Over the Thanksgiving holiday weekend, on Nov. 24, The Seattle Times published an insightful op-ed by state Sen. Brad Hawkins, R-Wenatchee, Ranking Minority member of the Senate Early Learning and K-12 Committee. The Seattle Times maintains a Comments Section to “encourage constructive conversations about the facts in our articles.” The paper keeps the comments section open for 72 hours to allow this discussion.
I submitted a comment that agreed with Sen. Hawkins’ point that academics is no longer the top priority in public schools, and that it shows. The Seattle Times published my comment, which can be read here.
An hour or two later, I sent a second comment as part of an ongoing discussion. This time, a Seattle Times staffer sent me this message:
“Your commented has been submitted and will be reviewed by a moderator.”
I never heard from the moderator. Instead, my comment was censored.
If it had not been censored, this is what Seattle Times readers would have seen:
“The way to make academics a priority is to give parents a portion of their education funding so they can pay tuition at a private school. After all, Sweden allows families to get public aid to send their children to private schools. Families in Sweden see school choice as a right.
“About 14 percent of Swedish elementary school students and 30 percent of high school students attend private or independently run schools. If Sweden can have school choice, why not Washington state?”
Meanwhile, other readers were allowed to post comments more than once.

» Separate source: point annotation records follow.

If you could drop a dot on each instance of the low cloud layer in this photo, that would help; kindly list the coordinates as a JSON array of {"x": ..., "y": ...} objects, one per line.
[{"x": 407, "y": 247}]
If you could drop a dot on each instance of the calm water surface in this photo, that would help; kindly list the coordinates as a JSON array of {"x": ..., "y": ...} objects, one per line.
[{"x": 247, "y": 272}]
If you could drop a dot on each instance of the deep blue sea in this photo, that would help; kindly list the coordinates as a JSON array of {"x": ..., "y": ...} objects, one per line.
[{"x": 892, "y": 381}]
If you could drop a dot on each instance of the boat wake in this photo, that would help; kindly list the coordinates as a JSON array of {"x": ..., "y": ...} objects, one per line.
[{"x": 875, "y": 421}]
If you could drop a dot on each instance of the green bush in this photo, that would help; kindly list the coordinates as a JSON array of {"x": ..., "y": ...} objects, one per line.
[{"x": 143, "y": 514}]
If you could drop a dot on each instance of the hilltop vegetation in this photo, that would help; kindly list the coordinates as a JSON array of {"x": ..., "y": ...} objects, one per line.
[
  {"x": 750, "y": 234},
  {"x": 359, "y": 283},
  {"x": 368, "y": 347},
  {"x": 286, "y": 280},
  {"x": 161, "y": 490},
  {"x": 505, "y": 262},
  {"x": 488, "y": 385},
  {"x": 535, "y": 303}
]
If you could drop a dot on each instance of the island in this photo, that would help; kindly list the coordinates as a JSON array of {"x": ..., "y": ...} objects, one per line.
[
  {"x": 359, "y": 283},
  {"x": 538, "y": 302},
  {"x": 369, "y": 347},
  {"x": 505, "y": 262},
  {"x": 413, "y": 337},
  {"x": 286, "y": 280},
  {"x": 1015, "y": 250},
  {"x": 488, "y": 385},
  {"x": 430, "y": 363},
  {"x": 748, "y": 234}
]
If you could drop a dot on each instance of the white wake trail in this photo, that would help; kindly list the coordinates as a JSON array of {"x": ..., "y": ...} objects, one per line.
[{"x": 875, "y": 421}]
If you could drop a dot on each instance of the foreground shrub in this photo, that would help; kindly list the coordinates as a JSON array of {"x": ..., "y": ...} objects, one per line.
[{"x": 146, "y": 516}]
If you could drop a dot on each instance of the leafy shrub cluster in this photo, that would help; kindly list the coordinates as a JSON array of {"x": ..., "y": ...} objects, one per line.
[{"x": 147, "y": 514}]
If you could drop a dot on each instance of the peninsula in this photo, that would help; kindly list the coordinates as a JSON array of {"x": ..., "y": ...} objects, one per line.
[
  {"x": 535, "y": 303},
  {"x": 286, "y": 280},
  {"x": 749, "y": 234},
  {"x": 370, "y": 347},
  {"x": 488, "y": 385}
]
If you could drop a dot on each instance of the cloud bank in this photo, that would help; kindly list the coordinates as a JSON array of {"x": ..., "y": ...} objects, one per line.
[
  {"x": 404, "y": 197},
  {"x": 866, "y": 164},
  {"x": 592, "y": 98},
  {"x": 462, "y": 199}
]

It seems The Seattle Times doesn’t want readers to see opinions about school choice.
Yet school choice is the hottest topic in school reform in the nation. One in five students now has access to public aid to attend a private school if their parents think that is the best fit for them. In the two years since the COVID school shutdowns, caring lawmakers in the 10 states of West Virginia, Arizona, Iowa, Utah, Florida, Oklahoma, Ohio, Indiana, Arkansas and North Carolina have passed Universal School Choice programs.
Our democracy depends on the free exchange of ideas. By its nature, censorship is based on fear: whoever is censoring doesn’t want people to see certain ideas. Still, suppressing debate does not make new ideas go away. If anything, it makes people even more motivated to find out what they are not supposed to see.